Case-specific parameters:

Population = 800000;
y = 70000;
t = 350;
f = 3000;
ta = 250;
fa = 1000;
ra = 45000;

Running the model:

Lu[u_] := (solution = 
    FindRoot[{r[xbar, y, t, ta, f, fa, u] - ra == 0}, {xbar, 10}, 
     AccuracyGoal -> 1]; xbar /. solution);

fu[u_] := N[L[Evaluate[Lu[u]], y, t, ta, f, fa, u] - Population];

findRoot[fun_, lower_, upper_, eps_] := 
  Module[{ul = lower, uh = upper, count = 0}, 
   While[And[Abs[fun[ul]] > eps, count < 1000], 
    If[fun[(uh + ul)/2] > 0, ul = (uh + ul)/2, uh = (uh + ul)/2]; 
    count = count + 1]; Print["Iterations: ", count,
    " Population: ", Population, " people",
    " utility: ", N[ul],
    " City boundary (xbar): ", Lu[N[ul]], " km",
    " Average house price (pbar): ", 
    pbar[Lu[N[ul]], y, t, ta, f, fa, N[ul], Population], " euros",
    " Price at 5 km from the centre p(5): ", 
    p[5, y, t, ta, f, fa, N[ul]]/30000, " euros",
    " Price at 10 km from the centre p(10): ", 
    p[10, y, t, ta, f, fa, N[ul]]/30000, " euros",
    " Average density: ", 2*Population/(\[Theta]*Lu[N[ul]]^2), 
    " people per ?",
    " Average floor to area ratio hbar: ", 
    hbar[Lu[N[ul]], y, t, ta, f, fa, N[ul], Population],
    " Density at 5 km from the centre Density(5): ", 
    Density[5, y, t, ta, f, fa, N[ul]], " people per ?",
    " Density at 20 km from the centre Density(20): ", 
    Density[20, y, t, ta, f, fa, N[ul]], " people per ?",
    " Average distance to the centre xhat: ", 
    xhat[Lu[N[ul]], y, t, ta, f, fa, N[ul], Population], " km",
    " Tax revenue from transport: ", 
    rev[Lu[N[ul]], y, t, ta, f, fa, N[ul], Population], " euros", 
    Plot[{Density[x, y, t, ta, f, fa, N[ul]]}, {x, 0, Lu[N[ul]]}]]]; 
findRoot[fu, 3000, 10000, 1];

After running this (which took a whole night), all values were at an extreme, that didn't make sense. I am not sure how that happened, but I was hoping I could get some help figuring out.

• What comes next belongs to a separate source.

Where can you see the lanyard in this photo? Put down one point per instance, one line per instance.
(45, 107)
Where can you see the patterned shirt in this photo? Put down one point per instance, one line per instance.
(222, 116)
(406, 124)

I think the answer lies in p and q functions if that helps anything. It worked fine before I changed those, but is it just too much for my computer to handle and should I increase the iterations or is there something I'm not seeing. Any help would be greatly appreciated.